I think I am about to become a utility worker's widow. I won't be seeing my husband for weeks, last year was bad enough!
-- bardou (email@example.com), August 13, 1999.
Where is the link to "Failures" when we need to add something? Chuck
-- Chuck, a night driver (firstname.lastname@example.org), August 13, 1999.
Interesting quote "London Electricity managing director Ian Beament admitted, "Around 2,000 customers overall lost electricity, with about a further 2,000 suffering difficulties without losing power last week.
The impression I got from reading the posts here was that all of London was blacked out.
-- Butt Nugget (email@example.com), August 13, 1999.
The various articles posted here said between 2-4,000 customers had problems, but that 400,000 meters were at risk. That is, the other meters still had electricity credit on them; they had yet to run out. Once they run out, the new keys either won't credit the prepaid electricity or will corrupt the meter.
-- Old Git (firstname.lastname@example.org), August 13, 1999.
This is London
website, I found that the first article claimed 100,000 still powerless and the article starts out with "Thousands".
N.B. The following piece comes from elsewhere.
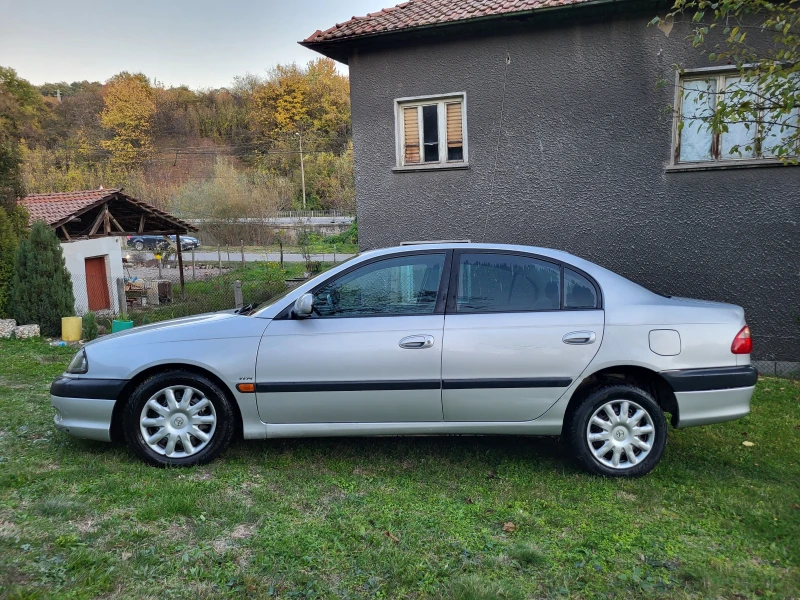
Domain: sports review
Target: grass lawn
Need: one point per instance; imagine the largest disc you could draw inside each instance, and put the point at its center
(395, 517)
The same day the rewrote the article, removed the reference to 100,000 and changed the first word to "Hundreds".
Maybe they mean thousands of hundreds. 100,000 fits with the claim that 25% of 400,000 meters were corrupted.
-- spider (email@example.com), August 13, 1999.
Chuck ('n Gayla),
There is a relatively new category titled...
Computer/IT Y2K-Related Glitches (New)
If you stick related Y2K problem threads there, we can find the "failures" more easily.
-- Diane J. Squire (firstname.lastname@example.org), August 13, 1999.
No, Butt Nuggett, thats going to happen NEXT YEAR. But its good to see you thinking ahead. Or even thinking, for that matter. (Why don't you think up a new name?)